Rural internet input wanted

The province’s goal is to connect all rural residents and businesses with high-speed internet within 10 years.

If your experience with high-speed internet or cellular coverage within the region has left you disappointed, the Regional District of Bulkley Nechako (RDBN) wants to hear from you.

In 2011, Telus and the province of B.C. signed the Connecting British Columbia Agreement (CBCA). The province’s goal is to connect all rural residents and businesses with high-speed internet within 10 years, and to expand cellular coverage along 1700 kms of currently unserviced highways within five years.

Since signing the agreement in 2011, approximately 455 kms of new highway coverage has been introduced, including highway cell service in or near New Hazelton, Prince Rupert, Dawson Creek, Chetwynd and Fort Nelson.

In return, Telus gets a 10-year, non-exclusive, contract with the province for long distance, cellular, conferencing, and other voice and data services. The contract includes the six B.C. health authorities, B.C. Hydro, WorkSafe B.C., the Insurance Corporation of B.C. and the B.C. Lottery Corporation.
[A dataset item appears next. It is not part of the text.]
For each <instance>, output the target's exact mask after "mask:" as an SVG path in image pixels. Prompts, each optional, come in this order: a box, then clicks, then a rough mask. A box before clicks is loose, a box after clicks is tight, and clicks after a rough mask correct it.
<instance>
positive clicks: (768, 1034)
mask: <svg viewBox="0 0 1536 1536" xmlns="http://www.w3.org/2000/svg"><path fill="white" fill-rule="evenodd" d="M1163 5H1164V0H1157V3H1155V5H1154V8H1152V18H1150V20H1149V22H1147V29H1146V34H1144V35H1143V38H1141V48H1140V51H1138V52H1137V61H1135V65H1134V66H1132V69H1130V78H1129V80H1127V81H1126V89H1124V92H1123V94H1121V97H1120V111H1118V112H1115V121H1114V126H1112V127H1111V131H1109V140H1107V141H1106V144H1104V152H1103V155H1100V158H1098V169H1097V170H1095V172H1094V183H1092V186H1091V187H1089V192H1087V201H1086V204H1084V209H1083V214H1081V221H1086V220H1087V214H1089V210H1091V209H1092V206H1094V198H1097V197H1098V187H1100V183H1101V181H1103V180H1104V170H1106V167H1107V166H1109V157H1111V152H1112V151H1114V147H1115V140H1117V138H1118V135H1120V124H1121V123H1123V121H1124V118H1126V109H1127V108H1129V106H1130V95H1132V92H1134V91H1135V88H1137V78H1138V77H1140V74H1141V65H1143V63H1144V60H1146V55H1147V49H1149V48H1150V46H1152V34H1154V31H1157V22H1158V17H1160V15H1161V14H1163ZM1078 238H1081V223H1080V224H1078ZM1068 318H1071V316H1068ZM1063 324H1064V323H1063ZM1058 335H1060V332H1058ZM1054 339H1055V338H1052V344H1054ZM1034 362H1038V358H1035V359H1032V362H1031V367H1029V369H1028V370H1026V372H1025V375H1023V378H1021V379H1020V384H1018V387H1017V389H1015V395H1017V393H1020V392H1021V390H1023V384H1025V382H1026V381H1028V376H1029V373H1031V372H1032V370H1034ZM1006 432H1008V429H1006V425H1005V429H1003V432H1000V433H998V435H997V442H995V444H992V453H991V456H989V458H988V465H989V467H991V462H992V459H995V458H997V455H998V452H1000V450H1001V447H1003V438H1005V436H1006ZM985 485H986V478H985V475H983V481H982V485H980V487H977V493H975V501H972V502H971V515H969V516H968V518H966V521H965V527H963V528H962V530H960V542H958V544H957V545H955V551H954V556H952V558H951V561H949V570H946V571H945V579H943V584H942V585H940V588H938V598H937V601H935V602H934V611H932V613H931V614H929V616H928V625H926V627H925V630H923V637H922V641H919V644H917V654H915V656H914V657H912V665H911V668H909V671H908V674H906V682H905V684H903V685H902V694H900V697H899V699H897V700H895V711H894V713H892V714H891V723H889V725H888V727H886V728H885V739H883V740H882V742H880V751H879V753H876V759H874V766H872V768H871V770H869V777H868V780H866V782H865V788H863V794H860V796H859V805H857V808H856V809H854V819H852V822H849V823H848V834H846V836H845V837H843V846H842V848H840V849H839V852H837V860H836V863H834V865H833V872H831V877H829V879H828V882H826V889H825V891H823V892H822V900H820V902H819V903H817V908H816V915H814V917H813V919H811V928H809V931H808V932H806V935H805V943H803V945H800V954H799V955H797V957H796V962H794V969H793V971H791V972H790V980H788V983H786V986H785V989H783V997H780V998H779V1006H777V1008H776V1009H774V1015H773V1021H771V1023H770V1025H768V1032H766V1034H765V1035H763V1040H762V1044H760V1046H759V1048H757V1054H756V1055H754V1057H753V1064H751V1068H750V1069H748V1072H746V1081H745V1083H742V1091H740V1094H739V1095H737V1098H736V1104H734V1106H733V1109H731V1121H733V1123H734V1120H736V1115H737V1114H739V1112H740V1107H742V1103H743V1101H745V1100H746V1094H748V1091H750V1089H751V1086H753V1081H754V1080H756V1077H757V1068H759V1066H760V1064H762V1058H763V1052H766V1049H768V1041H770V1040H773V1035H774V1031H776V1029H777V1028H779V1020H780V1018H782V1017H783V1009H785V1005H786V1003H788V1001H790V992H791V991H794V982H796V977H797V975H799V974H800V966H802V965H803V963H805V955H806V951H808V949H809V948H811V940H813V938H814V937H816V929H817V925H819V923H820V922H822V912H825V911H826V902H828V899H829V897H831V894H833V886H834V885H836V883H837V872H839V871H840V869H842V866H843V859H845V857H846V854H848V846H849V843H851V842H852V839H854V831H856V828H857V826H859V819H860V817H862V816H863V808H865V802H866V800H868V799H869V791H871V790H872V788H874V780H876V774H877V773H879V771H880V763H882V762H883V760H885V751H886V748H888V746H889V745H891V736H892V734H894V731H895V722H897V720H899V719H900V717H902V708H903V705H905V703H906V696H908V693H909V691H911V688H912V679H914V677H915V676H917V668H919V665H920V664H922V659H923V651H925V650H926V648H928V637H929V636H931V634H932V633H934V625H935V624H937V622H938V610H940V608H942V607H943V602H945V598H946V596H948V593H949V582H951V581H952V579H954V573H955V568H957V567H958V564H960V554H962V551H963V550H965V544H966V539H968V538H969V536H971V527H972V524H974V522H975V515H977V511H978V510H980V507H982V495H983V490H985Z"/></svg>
Because the upgrades and expansion of services are contractually obligated under the agreement, the RDBN wants to ensure that Telus is fulfilling its end of the agreement in a timely manner.

According to the province, 93 per cent of British Columbians currently have high-speed internet access. Through the CBCA, a target of 97 per cent connectivity is anticipated within 10 years.

But that small percentage of the province that does not have access to broadband or reliable cellular coverage is overly represented by rural residents.

“There’s a feeling that there are still large areas within the regional district that are not being addressed,” said Wendy Wainwright, executive assistant with the RDBN.

Wainwright is overseeing the collection of data on the RDBN website.

“I’m trying to find out exactly where within the regional district we have cell phone coverage,” she said. “We’re collecting information to bring to Telus.”

The online form asks you to indicate whether or not you have internet and/or cellular service. There is a separate comment area.

“Put information regarding poor service into the comment area,” Wainwright said. “Indicate if you have service but your service is limited.”

The potential irony of using an online form to track internet access isn’t lost on the RDBN. You can call the RDBN offices toll-free at 1-800-320-3339 and your information will be entered into the database.